Goodreads Librarians Group discussion
note: This topic has been closed to new comments.
[Closed] Added Books/Editions
>
Large Book Data Import

I think they excluded covers, but it seems to be overwriting descriptions and was stealing numbers.

General terms of what evidence seems to point to.

General terms of what evidence seems to point to."
Absolutely confirmed. amazon_kcw happily overwrites/overwrote(?) human-generated content. It will be/was(?) doing so for titles/authors/descriptions/language/covers. No idea for page nums/publishers.
Happy editing, fellow co-librarians, anyway!


I could have accepted new ones w/o any emotional involvement - just some more junk, so what? But that it would disrespectfully dare touch MY books...
No, not that bad - but almost :-)

You posted an example earlier, but that was actually onix_ingram overwriting a description -- which is a whole new problem! Do you have any example of the amazon imports doing this?

Yes, I have. I posted this, but here is the link: https://www.goodreads.com/book/edits/...
amazon_kcw overwrote the onix hachette description.

That's supposed to happen, or it was at the time: higher-priority imports overwrite lower-priority imports, and amazon_kcw's descriptions were at the time a higher priority (they've since been dropped below the onix imports' priority). User-entered data should always be the highest priority and therefore never overwritten by an import which is by definition a lower priority.

I'm having problem with this description. I keep removing it and it keeps coming back. I checked the other editions and there descriptions are different.
https://www.goodreads.com/book/edit/2...

Yes. Onix overwrote me and was in turn overwritten by amazon_kcw. I could not revert it, so I changed it back manually. See https://www.goodreads.com/book/edits/...
I had other examples as well, but because of repair jobs by co-librarians (mostly splits I assume), they look different (innocently isolated) now...

Pork and Sons
The original description, which says the most:
"Pork & Sons is an authentic and intensely personal cookbook, presenting the reader with a multitude of ideas on how to cook fine and succulent pork, whilst giving a rare glimpse into a day in the life of a small family business in rural France. The recipes are wholesome and rustic, encapsulating the flavours and taste of a region."
For some reason this was replaced by:
"Reynaud has written an authentic and intensely personal cookbook, presenting the reader with a multitude of ideas on how to cook fine and succulent pork. The 150 recipes are wholesome and rustic, encapsulating the flavors and taste of rural France."
Replaced by this Amazon-kcw garbage:
"As new but for brief gift note to front pastedown, no jacket as issued."
I've reinstated #1.

author's correct name: Stéphane Reynaud
as imported by amazon: Stxe9phane Reynaud
https://www.goodreads.com/author/show...
https://www.goodreads.com/author/show...
Is "xe9" code for "é" ?

Yes. It is shorthand for E9 (hexadecimal) which is 233 (decimal) which is the character "é" of the Latin-1 supplement in Unicode encoding (and in several other encodings).

Sarah,
there are two entries in the log because the first one logs the deletion of the former cover and the second one logs the upload of the new cover. Why those functionally totally different events are logged using the same wording is beyond me.
This should be reported as erroneous (but I have given up posting in the feedback group for lack of response, so maybe you will find more support internally)

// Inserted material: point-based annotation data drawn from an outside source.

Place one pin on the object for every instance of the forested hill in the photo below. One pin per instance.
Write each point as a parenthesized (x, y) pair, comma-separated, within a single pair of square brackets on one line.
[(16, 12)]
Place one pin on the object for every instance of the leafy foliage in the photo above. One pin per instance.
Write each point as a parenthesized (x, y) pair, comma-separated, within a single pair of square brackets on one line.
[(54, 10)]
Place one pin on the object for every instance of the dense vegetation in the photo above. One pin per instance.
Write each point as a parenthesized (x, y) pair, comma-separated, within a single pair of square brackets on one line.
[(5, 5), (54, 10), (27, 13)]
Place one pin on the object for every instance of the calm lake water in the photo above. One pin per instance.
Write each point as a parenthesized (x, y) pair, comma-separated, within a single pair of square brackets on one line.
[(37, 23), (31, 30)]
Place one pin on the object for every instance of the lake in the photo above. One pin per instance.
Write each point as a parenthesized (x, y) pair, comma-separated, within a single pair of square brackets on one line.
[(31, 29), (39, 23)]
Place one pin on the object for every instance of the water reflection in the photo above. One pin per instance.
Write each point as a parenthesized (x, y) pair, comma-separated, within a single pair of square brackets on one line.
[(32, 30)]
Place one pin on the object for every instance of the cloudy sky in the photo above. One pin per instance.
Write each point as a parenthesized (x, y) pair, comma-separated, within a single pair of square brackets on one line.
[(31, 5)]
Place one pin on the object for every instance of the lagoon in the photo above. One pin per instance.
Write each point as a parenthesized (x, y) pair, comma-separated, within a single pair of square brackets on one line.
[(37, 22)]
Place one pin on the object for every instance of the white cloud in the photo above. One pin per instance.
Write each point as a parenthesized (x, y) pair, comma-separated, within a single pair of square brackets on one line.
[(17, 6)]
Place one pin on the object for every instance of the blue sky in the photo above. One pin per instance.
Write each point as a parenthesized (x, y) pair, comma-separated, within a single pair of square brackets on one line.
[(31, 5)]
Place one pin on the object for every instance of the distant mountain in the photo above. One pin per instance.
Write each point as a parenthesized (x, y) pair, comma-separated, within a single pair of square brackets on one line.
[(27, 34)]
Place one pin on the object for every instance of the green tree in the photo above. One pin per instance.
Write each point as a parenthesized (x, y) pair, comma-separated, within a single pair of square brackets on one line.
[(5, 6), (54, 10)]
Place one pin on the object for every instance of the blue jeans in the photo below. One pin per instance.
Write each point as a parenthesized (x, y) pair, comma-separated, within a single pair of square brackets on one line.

I've complained about this before but nothing has changed...
Many things in the librarian log are misleading. Often times you'll make one change and the log will indicate that you made several changes...it will attribute a description to you that you never added....etc.

Both of those things are logged as image_uploaded_at, but they are definitely different in the log:
* New covers show image_uploaded_at: '' to 'date' (nothing to something)
* Deleted covers show image_uploaded_at: 'date' to '' (something to nothing)
* Covers updated in place show image_uploaded_at: 'date' to 'date' (something to something else)
(We can't update a cover in place through the front end; only imports can do this. We can revert an existing cover to a previous cover, though, which I recall looks something like that plus the reversion wording.)
(Which is to say, though, that an import should not even have a reason to update via delete-and-insert; it should just update. So if the amazon import is deleting-and-inserting, that should be replaced by updating anyway.)

Here are two editions where I assume that amazon_sable created the first record under Jeff S. Smith ..."
I think you're right about an error here - if we find a book/work match by author name, we should ensure that the imported book is updated with the correct author id. I'll add a ticket.

https://www.goodreads.com/book/show/1...
https://www.goodreads.com/book/show/1...
These appear to have been created ~2 seconds apart on Dec 12 2013 b..."
We're talking to the kcw team about the duplicates we're seeing. I'll let you all know if a fix goes live.

I think what's happening here is that the default description (i.e. the description the work, not the book) is wrong and needs to be changed. I'll try that right now and let me know if the problem clears up.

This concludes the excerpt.